Oh, please, no more talk of this, I'm getting scared just thinking about this." Bernice said.
"That's the whole story anyway Bernice." Said Kevin.
"Yes, I agree, Bernice, this is getting too spooky. I'm getting another round of Molson's in the Kitchen. Tiffany Stone said.
"Cheers to that." Said Kevin.
"What about you Tiffany Stone? You never say anything about yourself on your website." Kevin said.
Laughing Tiffany Stone said. "I'm afraid I might bore my readers if I talk about myself, but if you must know Kevin, I'm a disciple of the legendary Hollywood script reader Jack Kerouac and I have a bachelor of arts in writing and literature from Naropa University in Boulder."
"So that's why you write so well. I only had a year of English Literature in College, but a buddy of mine on my ship that has a journalism degree has been giving me pointers on my comedy scripts that I've been writing for the Navy." Kevin said.
"Well Kevin, I think I would like to read your comedy scripts sometime, when your not busy dancing naked on the bar for the ladies." Tiffany Stone said laughing.

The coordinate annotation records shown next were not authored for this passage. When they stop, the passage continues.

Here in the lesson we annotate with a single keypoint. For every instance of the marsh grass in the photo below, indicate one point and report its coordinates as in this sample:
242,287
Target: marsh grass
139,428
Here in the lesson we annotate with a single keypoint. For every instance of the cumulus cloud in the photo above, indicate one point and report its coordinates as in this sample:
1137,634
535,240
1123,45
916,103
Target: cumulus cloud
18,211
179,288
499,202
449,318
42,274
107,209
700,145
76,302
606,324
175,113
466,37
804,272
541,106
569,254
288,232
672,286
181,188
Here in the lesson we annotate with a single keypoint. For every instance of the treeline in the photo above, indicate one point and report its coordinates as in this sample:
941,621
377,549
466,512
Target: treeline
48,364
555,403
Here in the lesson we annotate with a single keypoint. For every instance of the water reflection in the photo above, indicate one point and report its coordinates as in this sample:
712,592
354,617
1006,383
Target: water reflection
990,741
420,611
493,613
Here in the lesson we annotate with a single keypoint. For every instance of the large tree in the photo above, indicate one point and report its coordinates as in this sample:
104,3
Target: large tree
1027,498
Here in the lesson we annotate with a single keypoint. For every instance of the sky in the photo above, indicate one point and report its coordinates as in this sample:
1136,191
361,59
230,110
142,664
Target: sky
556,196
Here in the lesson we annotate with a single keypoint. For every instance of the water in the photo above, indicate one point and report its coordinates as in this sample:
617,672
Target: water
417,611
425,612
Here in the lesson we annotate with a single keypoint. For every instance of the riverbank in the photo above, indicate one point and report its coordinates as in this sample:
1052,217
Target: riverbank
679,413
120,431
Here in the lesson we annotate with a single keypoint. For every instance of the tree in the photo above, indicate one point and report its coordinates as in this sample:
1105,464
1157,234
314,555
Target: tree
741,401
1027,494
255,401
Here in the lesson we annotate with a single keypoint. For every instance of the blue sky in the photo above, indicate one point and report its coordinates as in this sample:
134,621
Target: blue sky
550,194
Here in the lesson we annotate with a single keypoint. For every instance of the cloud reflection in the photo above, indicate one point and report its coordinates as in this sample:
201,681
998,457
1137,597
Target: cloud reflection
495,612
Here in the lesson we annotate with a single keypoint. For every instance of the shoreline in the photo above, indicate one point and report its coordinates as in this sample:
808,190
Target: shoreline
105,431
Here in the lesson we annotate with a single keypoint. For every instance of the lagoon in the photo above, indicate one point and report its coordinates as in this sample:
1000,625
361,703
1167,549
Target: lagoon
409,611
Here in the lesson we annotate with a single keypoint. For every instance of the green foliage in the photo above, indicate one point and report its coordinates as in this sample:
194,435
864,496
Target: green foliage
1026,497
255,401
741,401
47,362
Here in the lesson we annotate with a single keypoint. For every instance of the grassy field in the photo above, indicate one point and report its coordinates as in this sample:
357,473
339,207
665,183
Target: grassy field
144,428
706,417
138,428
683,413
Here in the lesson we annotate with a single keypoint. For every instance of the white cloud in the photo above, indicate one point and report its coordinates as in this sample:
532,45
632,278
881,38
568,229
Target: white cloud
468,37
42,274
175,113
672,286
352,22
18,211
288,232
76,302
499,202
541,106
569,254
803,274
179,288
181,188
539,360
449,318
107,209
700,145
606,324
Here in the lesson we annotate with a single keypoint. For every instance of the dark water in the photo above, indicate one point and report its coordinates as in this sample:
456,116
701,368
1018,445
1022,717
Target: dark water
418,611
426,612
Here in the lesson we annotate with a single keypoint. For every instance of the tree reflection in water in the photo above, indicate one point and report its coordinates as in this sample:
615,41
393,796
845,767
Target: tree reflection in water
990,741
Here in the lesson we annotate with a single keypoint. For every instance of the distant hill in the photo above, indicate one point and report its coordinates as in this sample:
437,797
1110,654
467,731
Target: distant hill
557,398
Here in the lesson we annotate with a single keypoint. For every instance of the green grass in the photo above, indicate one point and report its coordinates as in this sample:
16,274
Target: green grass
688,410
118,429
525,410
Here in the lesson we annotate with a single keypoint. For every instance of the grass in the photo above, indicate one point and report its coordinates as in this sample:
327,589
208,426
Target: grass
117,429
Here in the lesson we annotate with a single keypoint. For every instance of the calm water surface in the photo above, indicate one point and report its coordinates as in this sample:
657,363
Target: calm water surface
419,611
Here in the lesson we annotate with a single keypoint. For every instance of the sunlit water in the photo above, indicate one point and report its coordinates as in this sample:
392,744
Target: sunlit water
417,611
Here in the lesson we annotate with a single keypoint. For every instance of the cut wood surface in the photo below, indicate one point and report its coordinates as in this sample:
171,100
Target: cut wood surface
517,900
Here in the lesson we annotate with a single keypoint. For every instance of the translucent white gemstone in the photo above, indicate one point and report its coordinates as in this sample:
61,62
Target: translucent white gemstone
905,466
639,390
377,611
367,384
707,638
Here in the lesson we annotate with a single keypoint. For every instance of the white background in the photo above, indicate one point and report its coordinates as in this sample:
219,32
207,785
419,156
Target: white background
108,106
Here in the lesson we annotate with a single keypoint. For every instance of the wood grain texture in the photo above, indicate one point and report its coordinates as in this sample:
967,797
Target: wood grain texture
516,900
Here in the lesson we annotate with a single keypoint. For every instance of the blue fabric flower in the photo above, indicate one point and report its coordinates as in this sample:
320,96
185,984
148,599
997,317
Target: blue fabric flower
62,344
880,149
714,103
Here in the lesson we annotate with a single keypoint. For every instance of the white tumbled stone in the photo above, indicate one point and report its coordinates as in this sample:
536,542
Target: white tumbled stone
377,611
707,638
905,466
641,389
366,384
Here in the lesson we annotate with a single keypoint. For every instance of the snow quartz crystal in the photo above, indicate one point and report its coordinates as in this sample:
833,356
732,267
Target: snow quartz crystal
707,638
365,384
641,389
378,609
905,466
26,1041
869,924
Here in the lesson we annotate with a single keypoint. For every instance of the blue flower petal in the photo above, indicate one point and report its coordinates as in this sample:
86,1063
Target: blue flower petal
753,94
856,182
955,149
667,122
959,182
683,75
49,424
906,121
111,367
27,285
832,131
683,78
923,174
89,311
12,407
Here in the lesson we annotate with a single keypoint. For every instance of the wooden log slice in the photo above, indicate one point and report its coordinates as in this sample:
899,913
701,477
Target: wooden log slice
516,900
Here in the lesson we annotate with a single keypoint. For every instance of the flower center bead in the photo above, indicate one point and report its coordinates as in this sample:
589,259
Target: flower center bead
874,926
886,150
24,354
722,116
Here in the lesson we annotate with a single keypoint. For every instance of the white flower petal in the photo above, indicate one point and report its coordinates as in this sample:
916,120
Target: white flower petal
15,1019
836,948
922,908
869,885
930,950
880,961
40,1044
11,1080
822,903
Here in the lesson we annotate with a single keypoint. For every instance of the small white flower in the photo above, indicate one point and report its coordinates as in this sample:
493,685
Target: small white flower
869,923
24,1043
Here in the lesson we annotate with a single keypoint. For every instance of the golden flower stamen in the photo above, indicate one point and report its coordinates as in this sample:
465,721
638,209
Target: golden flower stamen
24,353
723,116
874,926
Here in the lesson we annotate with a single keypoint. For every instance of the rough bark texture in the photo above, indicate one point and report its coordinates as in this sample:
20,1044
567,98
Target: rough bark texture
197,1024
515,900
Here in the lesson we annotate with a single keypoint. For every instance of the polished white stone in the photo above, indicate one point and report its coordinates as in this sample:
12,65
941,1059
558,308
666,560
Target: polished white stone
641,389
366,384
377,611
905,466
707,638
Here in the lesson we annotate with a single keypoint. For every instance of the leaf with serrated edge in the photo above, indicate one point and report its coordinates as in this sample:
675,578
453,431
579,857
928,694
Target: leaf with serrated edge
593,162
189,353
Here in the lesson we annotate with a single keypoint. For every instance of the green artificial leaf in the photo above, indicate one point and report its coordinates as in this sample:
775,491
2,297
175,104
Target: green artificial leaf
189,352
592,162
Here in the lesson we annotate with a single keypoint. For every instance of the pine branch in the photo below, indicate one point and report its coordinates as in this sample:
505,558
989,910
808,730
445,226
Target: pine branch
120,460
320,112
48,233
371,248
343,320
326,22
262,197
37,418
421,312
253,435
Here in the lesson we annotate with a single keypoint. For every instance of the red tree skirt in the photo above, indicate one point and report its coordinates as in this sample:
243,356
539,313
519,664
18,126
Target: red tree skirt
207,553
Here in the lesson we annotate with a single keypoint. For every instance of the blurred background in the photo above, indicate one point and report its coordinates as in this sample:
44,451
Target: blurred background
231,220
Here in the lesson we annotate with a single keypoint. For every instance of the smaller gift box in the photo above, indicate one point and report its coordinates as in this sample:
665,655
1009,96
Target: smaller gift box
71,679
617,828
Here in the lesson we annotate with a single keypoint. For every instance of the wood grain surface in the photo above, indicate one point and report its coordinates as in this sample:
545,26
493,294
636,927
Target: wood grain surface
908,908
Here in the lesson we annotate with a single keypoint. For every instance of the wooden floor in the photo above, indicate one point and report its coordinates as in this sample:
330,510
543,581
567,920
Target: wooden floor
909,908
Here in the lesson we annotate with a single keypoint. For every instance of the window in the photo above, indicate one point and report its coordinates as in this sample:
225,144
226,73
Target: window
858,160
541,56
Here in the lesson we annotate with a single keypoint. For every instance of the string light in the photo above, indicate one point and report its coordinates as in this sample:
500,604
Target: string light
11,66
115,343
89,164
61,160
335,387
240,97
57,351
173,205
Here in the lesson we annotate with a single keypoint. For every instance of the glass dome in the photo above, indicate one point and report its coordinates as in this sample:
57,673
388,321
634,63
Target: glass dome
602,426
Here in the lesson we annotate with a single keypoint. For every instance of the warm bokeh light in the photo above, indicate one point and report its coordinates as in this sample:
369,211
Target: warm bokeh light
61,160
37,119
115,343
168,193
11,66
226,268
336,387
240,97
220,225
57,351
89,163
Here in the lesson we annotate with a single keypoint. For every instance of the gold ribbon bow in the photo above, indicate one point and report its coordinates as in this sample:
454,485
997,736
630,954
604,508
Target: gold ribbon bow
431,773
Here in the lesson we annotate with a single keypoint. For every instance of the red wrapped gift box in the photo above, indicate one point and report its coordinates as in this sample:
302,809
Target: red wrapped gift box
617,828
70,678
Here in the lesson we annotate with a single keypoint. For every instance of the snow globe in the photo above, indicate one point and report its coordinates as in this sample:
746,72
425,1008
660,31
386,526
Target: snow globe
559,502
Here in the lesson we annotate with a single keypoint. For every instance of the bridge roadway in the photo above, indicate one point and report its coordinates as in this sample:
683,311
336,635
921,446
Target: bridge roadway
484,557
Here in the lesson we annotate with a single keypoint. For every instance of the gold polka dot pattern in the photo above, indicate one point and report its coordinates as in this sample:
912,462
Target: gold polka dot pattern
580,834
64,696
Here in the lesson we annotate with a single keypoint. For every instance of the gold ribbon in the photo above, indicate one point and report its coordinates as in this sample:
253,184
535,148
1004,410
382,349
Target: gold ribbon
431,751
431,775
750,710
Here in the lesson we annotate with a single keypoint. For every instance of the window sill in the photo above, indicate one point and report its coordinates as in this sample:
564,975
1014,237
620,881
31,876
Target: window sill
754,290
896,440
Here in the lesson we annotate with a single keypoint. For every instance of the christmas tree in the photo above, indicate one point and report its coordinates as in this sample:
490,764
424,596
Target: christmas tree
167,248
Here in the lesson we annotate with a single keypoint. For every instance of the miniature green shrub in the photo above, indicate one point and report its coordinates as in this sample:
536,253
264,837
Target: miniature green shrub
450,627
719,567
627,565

"If you would like Tiffany, I have another funny one that I was afraid to tell all the women at the bar. I didn't want them to start yelling that they wanted to see my butterfly again. This one is called Clap Your Hands." Kevin said with a big smile.
"By all means. Go ahead Kevin. It must be pretty sexy if you didn't want the woman at the bar to here it." Tiffany Stone said laughing.